Splitting a text file into sentences

Looking for ideas on how to split a text file into sentences. I see the
problem of basing the split on [.!?] -- they're also used in ways other
than to end a sentence. If I have to do manual pre-processing of the
text file, what editing might I do? Has anyone had to deal with this
problem and how did you make life easier for you?
Thanks for the help.
basi

Doing really, really good sentence boundary detection is an on-going problem in natural language processing. I'm not aware of any Ruby-based NLP packages, but if you want better accuracy than just using [.!?:] there are several free NLP packages around (NLTK in Python, and Stanford's Java NLP package spring to mind) that might help you. A googling of "sentence tokenization" may also yield some help.

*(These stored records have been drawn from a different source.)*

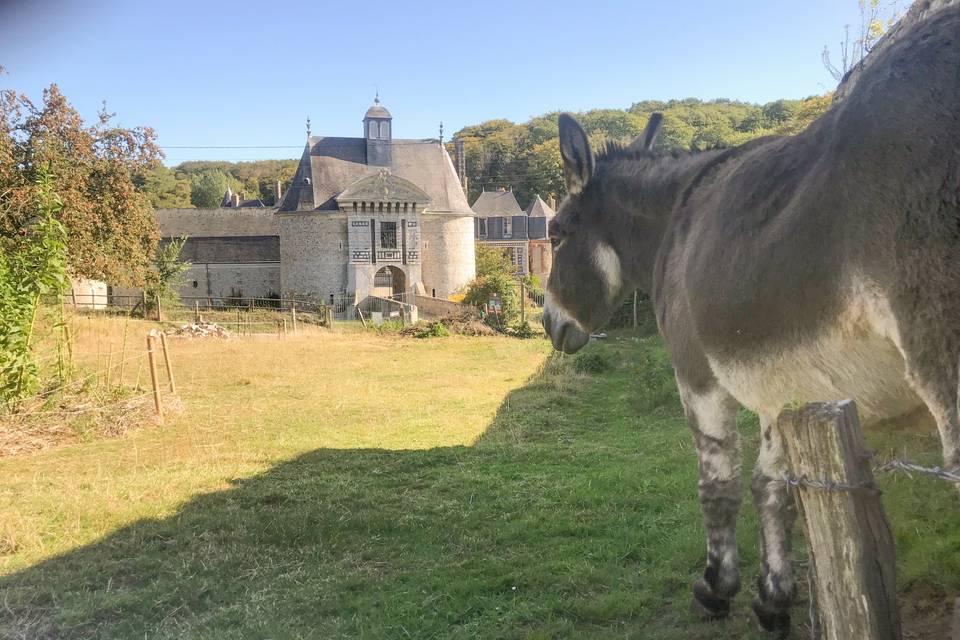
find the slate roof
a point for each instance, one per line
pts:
(330, 164)
(497, 204)
(540, 209)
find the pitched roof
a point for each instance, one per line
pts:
(497, 204)
(329, 165)
(539, 209)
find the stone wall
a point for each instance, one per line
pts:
(449, 259)
(232, 280)
(211, 223)
(313, 253)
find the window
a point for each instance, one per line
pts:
(388, 235)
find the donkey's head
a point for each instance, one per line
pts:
(590, 275)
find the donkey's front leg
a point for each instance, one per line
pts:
(777, 512)
(712, 416)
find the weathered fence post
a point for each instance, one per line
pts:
(167, 363)
(851, 546)
(154, 380)
(523, 304)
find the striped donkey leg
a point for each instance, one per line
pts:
(712, 418)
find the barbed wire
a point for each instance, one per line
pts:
(891, 466)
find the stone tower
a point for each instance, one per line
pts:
(377, 129)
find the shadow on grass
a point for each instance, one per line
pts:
(574, 515)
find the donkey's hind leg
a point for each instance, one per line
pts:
(712, 415)
(777, 513)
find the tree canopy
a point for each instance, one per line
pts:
(526, 157)
(94, 169)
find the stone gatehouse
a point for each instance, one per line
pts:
(363, 216)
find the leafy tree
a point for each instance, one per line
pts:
(33, 264)
(165, 188)
(208, 188)
(168, 271)
(111, 232)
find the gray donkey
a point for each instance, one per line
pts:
(810, 268)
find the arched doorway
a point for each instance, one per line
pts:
(389, 281)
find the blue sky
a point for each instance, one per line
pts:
(249, 73)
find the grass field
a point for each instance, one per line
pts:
(356, 485)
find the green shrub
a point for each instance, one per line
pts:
(524, 330)
(593, 361)
(432, 330)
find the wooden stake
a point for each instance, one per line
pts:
(109, 364)
(123, 353)
(167, 363)
(851, 546)
(154, 381)
(523, 303)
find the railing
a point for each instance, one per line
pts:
(388, 309)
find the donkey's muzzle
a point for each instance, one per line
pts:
(563, 331)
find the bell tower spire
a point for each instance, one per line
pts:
(377, 130)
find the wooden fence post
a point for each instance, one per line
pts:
(523, 304)
(157, 402)
(851, 546)
(167, 363)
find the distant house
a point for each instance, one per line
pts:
(522, 234)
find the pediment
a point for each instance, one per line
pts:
(383, 185)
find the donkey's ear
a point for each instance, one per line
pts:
(649, 136)
(576, 154)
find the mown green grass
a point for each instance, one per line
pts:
(305, 515)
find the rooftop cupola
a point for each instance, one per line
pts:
(377, 125)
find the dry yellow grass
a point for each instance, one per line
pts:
(248, 404)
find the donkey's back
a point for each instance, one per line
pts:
(827, 265)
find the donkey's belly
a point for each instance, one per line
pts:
(864, 366)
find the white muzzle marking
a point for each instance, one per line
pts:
(608, 263)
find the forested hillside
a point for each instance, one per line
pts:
(526, 157)
(500, 153)
(201, 183)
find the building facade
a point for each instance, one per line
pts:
(520, 233)
(363, 216)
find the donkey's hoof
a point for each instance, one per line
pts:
(776, 621)
(706, 604)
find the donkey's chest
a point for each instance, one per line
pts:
(845, 362)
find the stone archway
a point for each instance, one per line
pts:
(389, 281)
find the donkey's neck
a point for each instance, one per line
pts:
(646, 190)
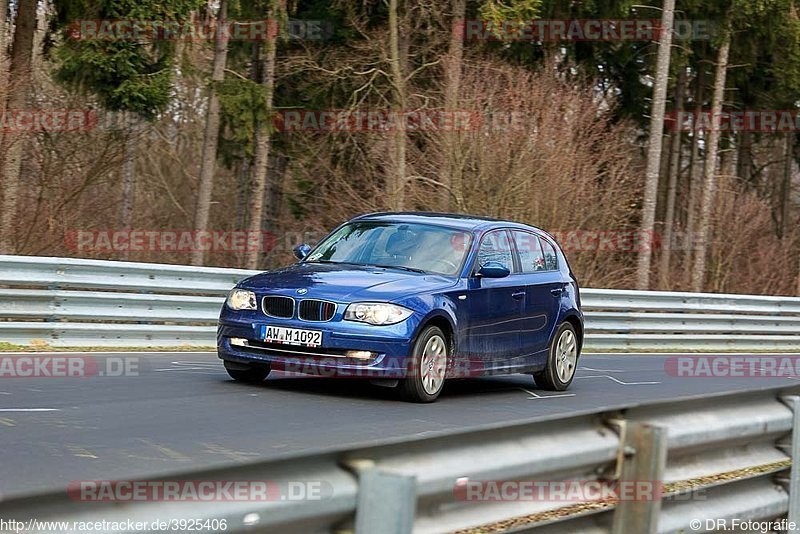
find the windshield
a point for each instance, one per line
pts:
(416, 247)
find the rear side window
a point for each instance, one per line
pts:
(550, 258)
(531, 257)
(495, 246)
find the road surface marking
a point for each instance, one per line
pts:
(537, 396)
(29, 410)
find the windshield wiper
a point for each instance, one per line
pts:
(401, 267)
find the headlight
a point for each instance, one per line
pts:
(241, 299)
(377, 313)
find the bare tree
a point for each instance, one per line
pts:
(674, 171)
(695, 170)
(710, 168)
(451, 169)
(208, 162)
(129, 175)
(654, 145)
(396, 176)
(19, 78)
(262, 138)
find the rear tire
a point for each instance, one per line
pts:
(562, 360)
(427, 368)
(249, 374)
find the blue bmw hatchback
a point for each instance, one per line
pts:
(409, 300)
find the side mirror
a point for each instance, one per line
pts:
(493, 269)
(301, 251)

If that sounds like overkill, then you can get accuracy "good enough for government work" by making a list of regular expressions to catch exceptions to the punctuation rule. These will necessarily vary a little depending on your source text, but a typical examples are catching titles like "Mr.", "Mrs." "Dr.", and all-caps abbreviations like "U.S.A." or "M.D." (something like this: /([A-Z]\.([A-Z]\.)+/)

good luck,
matthew smillie.

···

On Nov 29, 2005, at 23:49, basi wrote:

Looking for ideas on how to split a text file into sentences. I see the
problem of basing the split on [.!?] -- they're also used in ways other
than to end a sentence. If I have to do manual pre-processing of the
text file, what editing might I do? Has anyone had to deal with this
problem and how did you make life easier for you?
Thanks for the help.
basi

----
Matthew Smillie <M.B.Smillie@sms.ed.ac.uk>
Institute for Communicating and Collaborative Systems
University of Edinburgh

I dimly recall something on this list about 9 months ago or so.

Nick

···

On 11/29/05, basi <basi_lio@hotmail.com> wrote:

Looking for ideas on how to split a text file into sentences. I see the
problem of basing the split on [.!?] -- they're also used in ways other
than to end a sentence. If I have to do manual pre-processing of the
text file, what editing might I do? Has anyone had to deal with this
problem and how did you make life easier for you?
Thanks for the help.
basi

--
Nicholas Van Weerdenburg

basi wrote:

Looking for ideas on how to split a text file into sentences. I see the
problem of basing the split on [.!?] -- they're also used in ways other
than to end a sentence. If I have to do manual pre-processing of the
text file, what editing might I do? Has anyone had to deal with this
problem and how did you make life easier for you?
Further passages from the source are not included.